Mintz Group was hired to conduct a routine pre-hire background check on a prominent executive being considered for a C-level position at a U.S. publicly traded company. We found no red flags in the executive’s past from a comprehensive review of the public record and open-source material. One month after he was hired, however, a social media account with thousands of followers crowd-sourced a list of top executives who were notorious sexual harassers in that industry, with this executive among the top ten. Several women at his new company followed the account and approached the company’s legal department.
We were hired again by the general counsel to conduct a two-phase investigation to:
1. Quietly dig deeper into the executive’s background, this time without Fair Credit Reporting Act and other research restrictions that apply to pre-hire background checks, as this was an internal investigation.
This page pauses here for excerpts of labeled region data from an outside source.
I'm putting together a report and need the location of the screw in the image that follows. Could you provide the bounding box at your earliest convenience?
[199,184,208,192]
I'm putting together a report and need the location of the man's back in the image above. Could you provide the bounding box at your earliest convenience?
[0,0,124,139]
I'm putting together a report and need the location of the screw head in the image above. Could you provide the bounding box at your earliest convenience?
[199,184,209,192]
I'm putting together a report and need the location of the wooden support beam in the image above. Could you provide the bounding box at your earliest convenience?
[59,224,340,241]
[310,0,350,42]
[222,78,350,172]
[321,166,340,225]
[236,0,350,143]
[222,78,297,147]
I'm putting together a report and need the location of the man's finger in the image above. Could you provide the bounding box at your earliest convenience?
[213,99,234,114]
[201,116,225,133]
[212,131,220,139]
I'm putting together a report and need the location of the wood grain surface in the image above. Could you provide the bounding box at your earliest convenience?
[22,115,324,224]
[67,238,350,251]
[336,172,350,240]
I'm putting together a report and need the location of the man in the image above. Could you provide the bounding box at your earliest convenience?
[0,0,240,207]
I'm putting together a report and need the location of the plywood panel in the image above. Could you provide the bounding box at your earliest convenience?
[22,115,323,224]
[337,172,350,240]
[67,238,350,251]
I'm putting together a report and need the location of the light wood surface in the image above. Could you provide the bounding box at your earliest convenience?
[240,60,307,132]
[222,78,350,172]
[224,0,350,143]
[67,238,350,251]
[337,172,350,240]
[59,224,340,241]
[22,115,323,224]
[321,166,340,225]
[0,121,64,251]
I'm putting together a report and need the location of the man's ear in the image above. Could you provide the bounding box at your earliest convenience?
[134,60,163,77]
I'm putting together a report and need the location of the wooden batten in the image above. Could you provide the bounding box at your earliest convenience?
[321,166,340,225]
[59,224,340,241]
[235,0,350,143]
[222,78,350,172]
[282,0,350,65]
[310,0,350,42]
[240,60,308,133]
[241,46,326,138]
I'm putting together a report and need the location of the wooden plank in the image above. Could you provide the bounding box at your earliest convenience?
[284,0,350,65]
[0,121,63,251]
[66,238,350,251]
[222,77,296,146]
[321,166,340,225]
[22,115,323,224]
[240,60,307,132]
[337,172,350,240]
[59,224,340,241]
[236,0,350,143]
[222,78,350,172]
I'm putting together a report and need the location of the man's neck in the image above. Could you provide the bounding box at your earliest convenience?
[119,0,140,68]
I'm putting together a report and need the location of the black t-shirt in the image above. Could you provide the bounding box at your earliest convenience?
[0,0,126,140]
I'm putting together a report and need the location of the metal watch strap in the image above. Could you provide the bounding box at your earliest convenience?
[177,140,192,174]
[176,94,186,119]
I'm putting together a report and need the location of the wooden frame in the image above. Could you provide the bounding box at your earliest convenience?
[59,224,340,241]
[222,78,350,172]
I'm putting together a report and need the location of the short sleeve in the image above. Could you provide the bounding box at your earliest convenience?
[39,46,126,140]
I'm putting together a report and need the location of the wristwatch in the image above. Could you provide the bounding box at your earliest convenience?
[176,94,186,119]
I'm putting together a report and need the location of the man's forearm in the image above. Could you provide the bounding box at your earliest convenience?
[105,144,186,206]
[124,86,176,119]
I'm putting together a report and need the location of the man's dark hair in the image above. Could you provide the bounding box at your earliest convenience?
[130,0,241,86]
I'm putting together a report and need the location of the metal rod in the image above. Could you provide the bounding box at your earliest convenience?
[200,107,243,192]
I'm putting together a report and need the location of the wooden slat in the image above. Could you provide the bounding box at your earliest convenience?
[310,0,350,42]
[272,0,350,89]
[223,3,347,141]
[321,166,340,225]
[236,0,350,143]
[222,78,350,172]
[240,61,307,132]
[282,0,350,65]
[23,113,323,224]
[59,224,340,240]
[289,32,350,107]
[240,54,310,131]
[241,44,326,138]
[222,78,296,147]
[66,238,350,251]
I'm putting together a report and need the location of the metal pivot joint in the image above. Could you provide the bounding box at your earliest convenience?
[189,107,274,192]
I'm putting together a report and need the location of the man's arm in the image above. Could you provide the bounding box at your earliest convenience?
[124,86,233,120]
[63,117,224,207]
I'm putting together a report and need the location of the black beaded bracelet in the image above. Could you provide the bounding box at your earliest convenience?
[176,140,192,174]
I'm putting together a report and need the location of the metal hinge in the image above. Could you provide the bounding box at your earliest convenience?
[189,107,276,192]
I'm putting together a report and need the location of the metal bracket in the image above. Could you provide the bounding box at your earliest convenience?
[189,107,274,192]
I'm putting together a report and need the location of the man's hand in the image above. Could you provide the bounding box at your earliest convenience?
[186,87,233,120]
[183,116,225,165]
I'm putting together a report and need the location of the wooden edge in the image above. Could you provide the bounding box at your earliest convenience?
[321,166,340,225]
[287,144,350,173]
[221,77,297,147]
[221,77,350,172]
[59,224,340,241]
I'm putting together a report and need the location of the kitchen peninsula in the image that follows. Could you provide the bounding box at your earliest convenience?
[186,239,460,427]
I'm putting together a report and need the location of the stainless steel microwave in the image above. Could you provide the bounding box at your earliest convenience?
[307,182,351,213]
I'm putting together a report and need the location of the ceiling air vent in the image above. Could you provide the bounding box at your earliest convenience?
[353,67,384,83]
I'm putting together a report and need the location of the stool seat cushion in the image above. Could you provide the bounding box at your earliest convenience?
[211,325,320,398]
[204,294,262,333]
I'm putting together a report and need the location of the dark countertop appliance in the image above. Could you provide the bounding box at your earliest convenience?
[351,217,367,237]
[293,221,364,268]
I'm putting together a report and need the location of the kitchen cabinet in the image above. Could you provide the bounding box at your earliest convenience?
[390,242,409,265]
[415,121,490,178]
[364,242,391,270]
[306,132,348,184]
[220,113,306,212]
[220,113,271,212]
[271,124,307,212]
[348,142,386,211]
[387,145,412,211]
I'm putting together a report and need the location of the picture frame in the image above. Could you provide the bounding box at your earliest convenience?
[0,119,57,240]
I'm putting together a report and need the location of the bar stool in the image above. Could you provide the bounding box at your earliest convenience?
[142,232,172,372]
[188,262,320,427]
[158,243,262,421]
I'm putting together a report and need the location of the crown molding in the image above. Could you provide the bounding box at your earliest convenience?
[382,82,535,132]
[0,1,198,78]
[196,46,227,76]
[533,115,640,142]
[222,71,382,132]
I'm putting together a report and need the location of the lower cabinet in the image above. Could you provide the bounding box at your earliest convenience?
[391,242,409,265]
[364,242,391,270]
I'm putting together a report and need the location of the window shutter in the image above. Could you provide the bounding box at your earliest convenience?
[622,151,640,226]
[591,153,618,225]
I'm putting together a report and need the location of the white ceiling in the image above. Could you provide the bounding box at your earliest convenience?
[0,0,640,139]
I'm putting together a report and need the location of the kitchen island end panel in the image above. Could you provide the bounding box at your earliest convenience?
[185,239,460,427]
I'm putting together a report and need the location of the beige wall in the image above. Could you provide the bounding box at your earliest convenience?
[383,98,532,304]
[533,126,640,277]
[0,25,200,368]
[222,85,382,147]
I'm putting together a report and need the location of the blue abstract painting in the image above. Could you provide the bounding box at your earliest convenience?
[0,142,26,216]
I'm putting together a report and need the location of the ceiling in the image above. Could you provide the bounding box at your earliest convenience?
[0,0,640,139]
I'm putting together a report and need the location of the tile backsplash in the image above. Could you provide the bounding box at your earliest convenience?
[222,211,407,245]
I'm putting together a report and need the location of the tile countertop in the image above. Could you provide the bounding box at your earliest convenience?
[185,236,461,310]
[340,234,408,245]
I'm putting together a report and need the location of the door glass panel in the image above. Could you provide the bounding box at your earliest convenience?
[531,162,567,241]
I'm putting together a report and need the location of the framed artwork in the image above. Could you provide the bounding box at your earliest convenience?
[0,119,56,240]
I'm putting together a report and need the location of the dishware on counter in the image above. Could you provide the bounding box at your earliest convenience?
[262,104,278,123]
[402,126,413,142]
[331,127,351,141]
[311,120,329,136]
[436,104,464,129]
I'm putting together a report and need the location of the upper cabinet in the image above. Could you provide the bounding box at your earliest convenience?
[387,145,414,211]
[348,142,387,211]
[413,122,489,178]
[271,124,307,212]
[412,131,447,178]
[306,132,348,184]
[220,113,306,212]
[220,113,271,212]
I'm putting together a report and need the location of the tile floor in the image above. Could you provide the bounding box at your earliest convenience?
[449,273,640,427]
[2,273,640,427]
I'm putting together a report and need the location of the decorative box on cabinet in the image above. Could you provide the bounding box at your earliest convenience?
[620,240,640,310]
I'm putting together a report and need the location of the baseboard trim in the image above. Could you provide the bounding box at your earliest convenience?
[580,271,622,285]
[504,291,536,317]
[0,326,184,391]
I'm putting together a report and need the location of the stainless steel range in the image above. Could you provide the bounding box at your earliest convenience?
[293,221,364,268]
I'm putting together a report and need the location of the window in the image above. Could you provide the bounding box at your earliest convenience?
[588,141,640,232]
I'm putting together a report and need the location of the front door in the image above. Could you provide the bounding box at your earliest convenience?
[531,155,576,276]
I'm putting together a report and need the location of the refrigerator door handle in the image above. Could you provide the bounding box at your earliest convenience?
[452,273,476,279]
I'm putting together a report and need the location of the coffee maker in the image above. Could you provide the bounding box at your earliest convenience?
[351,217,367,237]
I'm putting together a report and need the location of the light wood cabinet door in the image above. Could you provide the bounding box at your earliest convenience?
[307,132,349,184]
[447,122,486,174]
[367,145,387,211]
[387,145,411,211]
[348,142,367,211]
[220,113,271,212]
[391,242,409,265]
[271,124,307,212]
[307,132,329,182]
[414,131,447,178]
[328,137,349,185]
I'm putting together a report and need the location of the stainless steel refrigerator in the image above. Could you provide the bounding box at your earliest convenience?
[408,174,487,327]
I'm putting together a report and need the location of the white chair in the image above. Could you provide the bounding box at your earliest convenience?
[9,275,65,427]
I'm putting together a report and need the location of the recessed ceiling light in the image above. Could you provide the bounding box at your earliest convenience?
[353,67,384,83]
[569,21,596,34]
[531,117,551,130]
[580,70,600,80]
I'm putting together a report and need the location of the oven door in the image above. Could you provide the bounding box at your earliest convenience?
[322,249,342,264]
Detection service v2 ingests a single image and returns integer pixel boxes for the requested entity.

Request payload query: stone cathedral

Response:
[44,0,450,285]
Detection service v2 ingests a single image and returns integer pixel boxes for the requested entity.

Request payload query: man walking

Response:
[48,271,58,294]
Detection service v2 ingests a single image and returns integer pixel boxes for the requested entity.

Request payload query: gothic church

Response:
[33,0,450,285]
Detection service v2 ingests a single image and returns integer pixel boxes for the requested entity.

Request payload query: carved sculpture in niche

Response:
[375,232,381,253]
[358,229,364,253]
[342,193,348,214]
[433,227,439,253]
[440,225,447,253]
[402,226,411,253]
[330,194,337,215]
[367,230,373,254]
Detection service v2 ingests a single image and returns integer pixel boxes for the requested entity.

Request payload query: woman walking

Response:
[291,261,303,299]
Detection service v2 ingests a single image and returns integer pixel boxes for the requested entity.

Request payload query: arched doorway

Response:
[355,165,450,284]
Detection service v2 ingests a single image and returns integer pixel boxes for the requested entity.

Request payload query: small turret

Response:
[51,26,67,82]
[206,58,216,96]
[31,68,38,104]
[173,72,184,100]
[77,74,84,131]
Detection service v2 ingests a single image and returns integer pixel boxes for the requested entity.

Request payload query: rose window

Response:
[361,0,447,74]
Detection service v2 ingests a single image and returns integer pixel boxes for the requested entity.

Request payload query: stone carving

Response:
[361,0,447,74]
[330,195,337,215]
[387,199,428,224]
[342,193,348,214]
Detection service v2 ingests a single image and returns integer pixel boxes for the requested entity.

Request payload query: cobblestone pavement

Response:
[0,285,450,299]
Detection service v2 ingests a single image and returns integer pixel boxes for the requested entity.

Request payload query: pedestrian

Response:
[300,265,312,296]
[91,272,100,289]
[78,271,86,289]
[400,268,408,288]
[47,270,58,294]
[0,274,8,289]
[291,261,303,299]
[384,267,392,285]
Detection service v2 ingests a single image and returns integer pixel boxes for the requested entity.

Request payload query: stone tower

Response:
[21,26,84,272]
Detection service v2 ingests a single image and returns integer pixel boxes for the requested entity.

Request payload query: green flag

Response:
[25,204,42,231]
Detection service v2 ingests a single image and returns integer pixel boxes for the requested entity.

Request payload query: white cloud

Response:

Again, no red flags were found.
2. Identify female colleagues who previously worked with the executive at past companies. Once we identified several women, we began making calls. Most had nice things to say about the executive. One woman said she heard of an HR investigation involving him, but couldn’t recall any further details. A second woman, after speaking with us initially, decided to call us back with details of the HR investigation and of the executive’s inappropriate behavior with at least one female colleague. When the general counsel confronted the executive, he admitted to the previously undisclosed investigation at his prior employee.
Finally, be aware that some U.S. states prohibit background-checking firms from reporting certain kinds of adverse information to prospective employers. For example, California law bars investigators from reporting most adverse information naming a candidate that predates the report by more than seven years, whether found in a lawsuit, a news article or elsewhere. The California law recently prevented a U.S. company, which had commissioned a background check of a prospective senior executive, from learning that he had been sued for sexual harassment more than seven years before.
In this era of #MeToo, as investigators and due-diligence professionals are called upon to help companies mitigate hiring risks, an investigation can just as easily identify a sexual predator as it could end up lifting clouds of suspicion from embattled individuals. These are not two opposing tasks but one: unearthing the most factual information available to help people navigate risk in a changing world.